I’m meant to be sitting here trying to say sorry to Jessica and my mind keeps falling back to Belle.
I look around The Downs, the huge green expanse of space that surrounds the house in which we used to live, and I let out a little laugh.
We lived in Clifton because this was where Jessica thought we should live. And I understood her thinking, it was certainly the most affluent part of the city and where we had been based when we were students. But still, despite both of us bringing in good money, the rent for this house in front of me used to make me wince.
I understood her need for the symbols that shouted to everyone else how well we had done for ourselves. Such a contrast with Belle, born to money and completely unbothered as she dots around in a car that has moss on it.
Jessica worked in the BBC and I had started my business whilst still in uni. The rapid and massive expansion of Facebook had made me see there was a potential for reputations to be made or broken through social media. In school, I helped friends set up a positive online presence, and curate the way they presented themselves years before it became a mainstream awareness. This was back when people were sharing everything willy-nilly, without thinking through the consequences. When companies were only just beginning to check out profiles and make hiring decisions based upon them. Jessica had been proud and supportive of me as I set up the business, she really had. She hadn’t minded me working all hours then; it was only later she had begun to complain. The same time as other parts of her behaviour had changed to the point of awakening a jealousy within me that I had never thought myself capable of. A jealousy I was reminded of yesterday in the theatre.
The robin is still here and is looking at me quizzically. It doesn’t seem to want to fly off. I’m not going to shush it away but I am a little unnerved as it fixes that unblinking black eye upon me.
‘Yes, you’re right,’ I say out loud. ‘I’m here to commemorate Jessica, not raise the doubts I had about her. That’s unfair. She can hardly answer back.’ I know this is why I eulogise the relationship, why I never say anything about the way things were beginning to fray at the edges at the very end. The robin looks a bit more satisfied when my phone buzzes.
I pull it out of my coat to see a video call from Jamal, the Belle fox from Christmas Eve falling out of my pocket as I fumble for the phone. Do I really want to be interrupted by Jamal right now? I had meant to see him and so far hadn’t got around to it.
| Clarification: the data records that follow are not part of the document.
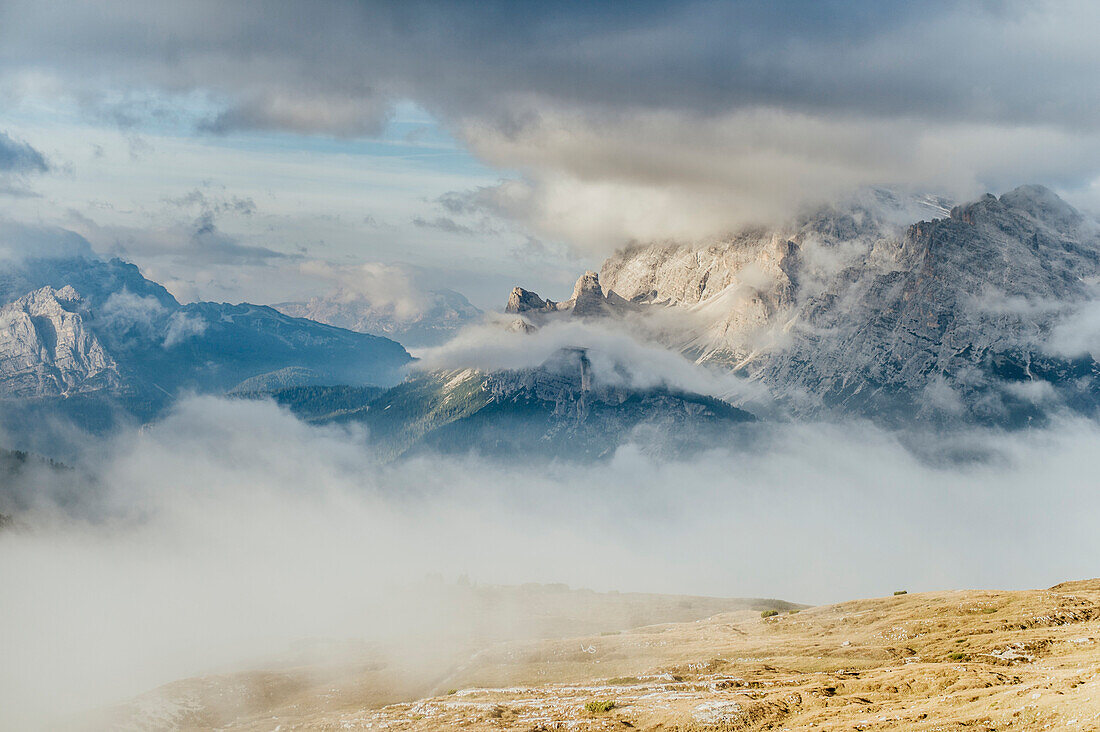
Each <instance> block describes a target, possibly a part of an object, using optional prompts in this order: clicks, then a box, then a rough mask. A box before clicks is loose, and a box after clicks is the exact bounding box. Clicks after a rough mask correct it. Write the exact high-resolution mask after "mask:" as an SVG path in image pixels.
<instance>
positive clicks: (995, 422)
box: [507, 186, 1100, 426]
mask: <svg viewBox="0 0 1100 732" xmlns="http://www.w3.org/2000/svg"><path fill="white" fill-rule="evenodd" d="M877 194H878V195H877V197H876V198H873V199H871V200H864V201H861V203H859V204H855V205H851V206H849V207H846V208H825V209H822V210H818V211H815V212H814V214H812V215H810V216H806V217H804V218H803V219H802V220H801V221H799V222H798V223H796V225H795V226H793V227H791V228H789V229H775V230H767V229H757V230H748V231H745V232H741V233H739V234H737V236H734V237H730V238H728V239H724V240H720V241H715V242H709V243H706V244H702V245H686V244H685V245H676V244H652V245H646V247H632V248H629V249H626V250H623V251H620V252H618V253H616V254H615V255H614V256H612V258H609V259H608V260H607V261H606V262H604V265H603V267H602V271H601V273H599V274H598V275H597V274H596V273H587V274H586V275H585V276H583V277H582V278H581V280H580V281H579V282H577V286H576V288H575V289H574V294H573V298H572V299H570V301H568V302H565V303H561V304H558V303H553V302H547V301H543V299H542V298H541V297H539V296H538V295H536V294H535V293H530V292H528V291H525V289H521V288H516V289H515V291H514V292H513V294H511V297H510V298H509V303H508V308H507V309H508V310H509V312H511V313H515V314H516V315H518V316H519V317H520V318H521V319H522V324H521V326H522V328H524V329H527V330H533V329H537V328H538V327H540V326H541V325H542V324H544V323H548V321H550V320H552V319H554V318H561V317H583V318H601V319H604V320H608V321H614V320H615V319H626V318H629V319H630V323H631V324H635V325H638V324H639V323H640V324H642V325H643V326H646V327H647V328H648V332H649V335H650V336H651V337H652V338H653V339H656V340H659V341H661V342H663V343H665V345H667V346H669V347H670V348H673V349H676V350H679V351H681V352H683V353H684V354H685V356H686V357H689V358H691V359H692V360H695V361H697V362H698V363H701V364H707V365H711V367H715V368H720V369H727V370H730V371H733V372H735V373H738V374H741V375H745V376H747V378H749V379H752V380H755V381H757V382H759V383H760V384H762V385H764V386H766V387H767V389H768V390H769V391H770V392H771V394H772V395H773V396H774V397H775V398H777V400H778V401H779V402H780V403H781V404H782V405H784V407H785V408H788V409H790V411H791V412H793V413H794V414H801V415H857V416H864V417H870V418H872V419H876V420H878V422H880V423H883V424H890V425H913V424H920V423H922V422H923V423H932V424H954V423H975V422H976V423H982V424H990V425H999V426H1018V425H1025V424H1035V420H1036V419H1040V420H1042V419H1045V418H1046V417H1047V416H1048V415H1049V414H1052V413H1053V412H1054V411H1057V409H1069V411H1073V412H1076V413H1078V414H1085V415H1088V416H1097V414H1098V413H1100V380H1098V379H1097V375H1098V362H1097V360H1096V359H1095V358H1093V356H1092V354H1091V353H1090V352H1089V351H1088V349H1087V348H1084V347H1081V345H1080V343H1081V342H1082V340H1087V339H1088V338H1090V337H1091V338H1092V339H1093V341H1095V342H1097V343H1098V345H1100V328H1096V327H1095V326H1093V327H1092V331H1091V334H1090V332H1089V331H1088V328H1089V323H1093V321H1096V320H1097V318H1096V317H1092V318H1091V320H1090V318H1089V315H1090V313H1093V312H1095V309H1096V308H1098V307H1100V306H1098V303H1100V299H1098V295H1100V293H1098V292H1097V288H1096V283H1097V281H1098V274H1100V227H1098V225H1097V222H1096V221H1093V220H1090V219H1088V218H1087V217H1085V216H1082V215H1081V214H1079V212H1078V211H1076V210H1075V209H1074V208H1073V207H1070V206H1069V205H1068V204H1066V203H1065V201H1064V200H1062V199H1060V198H1058V197H1057V196H1056V195H1055V194H1054V193H1052V192H1051V190H1048V189H1046V188H1043V187H1041V186H1023V187H1021V188H1018V189H1015V190H1013V192H1011V193H1008V194H1004V195H1003V196H1001V197H999V198H998V197H996V196H991V195H987V196H985V197H983V198H981V199H979V200H977V201H974V203H971V204H966V205H963V206H957V207H954V208H950V209H949V210H948V209H947V208H946V205H945V203H944V201H943V200H941V199H927V198H926V199H922V200H919V201H913V200H903V199H901V198H899V197H895V196H893V195H892V194H890V193H889V192H877ZM913 211H923V212H925V214H935V215H938V216H937V217H935V218H932V219H931V220H922V221H920V222H915V223H910V225H909V226H900V225H899V220H900V217H901V216H905V215H911V214H912V212H913ZM901 220H903V219H901ZM1067 336H1068V337H1067ZM1067 341H1068V345H1067ZM1098 351H1100V348H1098Z"/></svg>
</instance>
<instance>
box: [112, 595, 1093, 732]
mask: <svg viewBox="0 0 1100 732" xmlns="http://www.w3.org/2000/svg"><path fill="white" fill-rule="evenodd" d="M1098 670H1100V580H1089V581H1084V582H1068V583H1065V584H1059V586H1056V587H1054V588H1051V589H1049V590H1032V591H1019V592H999V591H956V592H934V593H924V594H902V596H897V597H888V598H881V599H875V600H858V601H853V602H845V603H842V604H836V605H827V607H820V608H811V609H804V610H801V611H794V612H790V611H789V610H784V611H783V612H780V613H779V614H777V615H772V616H769V618H762V616H761V613H760V612H759V611H757V610H737V611H734V612H725V613H720V614H716V615H714V616H711V618H708V619H706V620H698V621H695V622H676V623H667V624H659V625H648V626H643V627H636V629H634V630H629V631H624V632H618V633H610V632H603V633H598V634H590V635H583V636H580V637H572V638H568V640H566V638H559V640H548V641H547V640H544V641H511V642H505V643H499V644H495V645H492V646H489V647H487V648H483V649H481V651H478V652H475V653H473V654H472V655H469V656H466V657H465V658H462V659H459V660H458V662H456V663H455V664H454V665H452V666H450V667H449V668H447V669H445V673H444V674H442V675H441V676H439V677H438V678H436V679H434V680H433V681H432V685H433V686H432V689H431V690H430V691H428V692H427V693H429V695H433V696H429V697H428V698H423V699H419V700H417V701H400V702H397V703H388V704H386V703H385V701H386V699H385V697H387V696H389V697H392V698H393V697H396V696H400V693H401V692H403V688H401V687H403V684H401V677H400V674H393V673H387V671H386V669H385V668H384V667H378V668H375V669H373V670H372V671H365V673H361V674H360V675H359V676H351V677H345V678H343V679H342V680H340V681H339V682H338V681H334V680H332V681H326V682H324V684H321V685H320V686H323V689H319V686H318V682H317V680H316V678H315V680H313V682H311V684H310V682H306V681H304V680H301V679H303V678H304V677H303V676H301V675H300V669H299V674H298V676H297V677H296V676H295V675H294V673H290V671H284V673H281V674H253V675H241V676H237V677H220V678H207V679H195V680H191V681H187V682H180V684H185V685H190V688H191V689H193V690H194V689H195V688H196V685H199V686H201V685H206V688H207V689H208V692H209V693H211V695H215V693H218V695H222V697H226V696H227V695H228V696H229V697H232V696H233V695H234V693H235V695H237V697H235V698H238V699H240V698H246V699H248V700H249V702H248V703H243V704H235V706H234V707H233V709H235V710H237V711H235V712H234V719H232V720H227V719H220V720H218V722H219V724H220V725H226V726H229V729H234V730H237V729H240V730H275V729H279V730H284V731H285V730H383V729H384V730H449V729H463V730H472V731H480V730H522V731H525V732H536V731H540V730H559V729H560V730H629V729H638V730H669V731H671V730H683V731H687V730H692V731H702V730H820V731H823V732H824V731H826V730H837V731H839V730H845V731H851V730H913V731H916V730H921V731H925V732H933V731H947V730H960V731H963V730H965V731H967V732H975V731H978V730H1100V676H1098V675H1097V673H1098ZM296 678H297V680H295V679H296ZM384 680H385V682H383V681H384ZM279 684H282V685H284V686H287V685H289V686H288V687H287V688H279ZM180 688H183V687H180ZM180 688H176V691H175V693H176V695H177V701H178V696H179V693H180ZM227 689H230V691H227ZM265 689H267V690H266V691H265ZM160 693H161V700H162V702H163V701H164V699H165V692H164V690H162V691H161V692H160ZM190 698H191V699H193V700H194V701H195V704H196V711H198V708H199V707H202V702H201V695H198V696H195V695H194V693H193V696H191V697H190ZM135 703H139V702H135ZM141 703H145V704H146V706H150V704H152V703H153V701H152V698H144V702H141ZM234 703H235V702H234ZM209 707H210V703H209V700H208V701H207V702H206V708H209ZM150 709H152V707H150ZM134 711H135V708H134V707H131V708H130V709H129V712H130V713H133V712H134ZM174 719H175V720H176V721H177V722H179V723H176V724H175V725H176V726H180V728H187V726H190V728H193V729H201V728H204V725H205V723H204V721H202V719H201V715H200V714H199V715H190V717H189V718H187V715H184V717H175V718H174ZM131 721H134V722H136V721H138V719H136V718H133V717H131ZM144 721H145V722H146V723H152V722H153V719H152V718H150V717H146V718H145V719H144ZM162 721H165V722H171V721H172V720H168V719H164V720H162ZM208 721H209V722H212V721H213V720H208ZM227 723H228V724H227Z"/></svg>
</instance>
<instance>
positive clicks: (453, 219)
mask: <svg viewBox="0 0 1100 732" xmlns="http://www.w3.org/2000/svg"><path fill="white" fill-rule="evenodd" d="M412 226H415V227H419V228H421V229H439V230H440V231H445V232H448V233H460V234H467V236H469V234H473V233H475V231H474V230H473V229H471V228H470V227H467V226H465V225H462V223H459V222H458V221H455V220H454V219H452V218H448V217H445V216H437V217H436V218H433V219H426V218H422V217H420V216H417V217H415V218H414V219H412Z"/></svg>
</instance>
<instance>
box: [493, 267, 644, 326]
mask: <svg viewBox="0 0 1100 732" xmlns="http://www.w3.org/2000/svg"><path fill="white" fill-rule="evenodd" d="M629 307H631V304H630V303H628V302H627V301H626V299H624V298H623V297H620V296H618V295H617V294H615V293H614V292H612V291H609V289H608V291H606V292H605V291H604V287H603V285H601V284H599V274H598V273H596V272H592V271H591V270H590V271H588V272H585V273H584V274H582V275H581V277H580V278H579V280H577V281H576V284H574V285H573V296H572V297H571V298H569V299H568V301H565V302H564V303H555V302H554V301H552V299H546V301H544V299H542V298H541V297H539V296H538V295H536V294H535V293H532V292H530V291H528V289H524V288H522V287H516V288H514V289H513V291H511V295H510V296H509V297H508V305H507V307H506V308H505V312H506V313H515V314H524V313H526V314H546V313H569V314H570V315H574V316H577V317H587V316H598V315H610V314H613V313H615V312H617V310H620V309H624V308H629Z"/></svg>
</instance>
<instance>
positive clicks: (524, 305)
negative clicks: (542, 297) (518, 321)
mask: <svg viewBox="0 0 1100 732" xmlns="http://www.w3.org/2000/svg"><path fill="white" fill-rule="evenodd" d="M555 306H557V303H554V302H553V301H544V299H542V298H541V297H539V296H538V295H537V294H535V293H532V292H531V291H529V289H524V288H522V287H514V288H513V291H511V294H510V295H509V296H508V305H507V307H505V308H504V310H505V313H528V312H531V310H535V312H549V310H553V309H555Z"/></svg>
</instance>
I hear Jessica’s voice in my head saying,Don’t put off until tomorrow what you can get done today. The robin nods. Bloody hell.
‘Hey,’ I say as I answer the call.
‘Hey, how you doing? Sorry I didn’t get to see you over Christmas, it’s been mad busy. But I’ve got plans to make that right, I’m back again for New Year’s Eve, will you be about? Hang on. Where you at?’ Jamal’s face looms large on the screen. ‘Isn’t that where your old house used to be?’
‘Yup,’ I say.
‘Long way from the badlands, what you doing there?’
‘Trying to talk to Jess.’
‘Fam!’
‘Honestly, I know that I’ve deliberately put distance between us and right now, I’m back and I want to say sorry to her. Here seems like a good place.’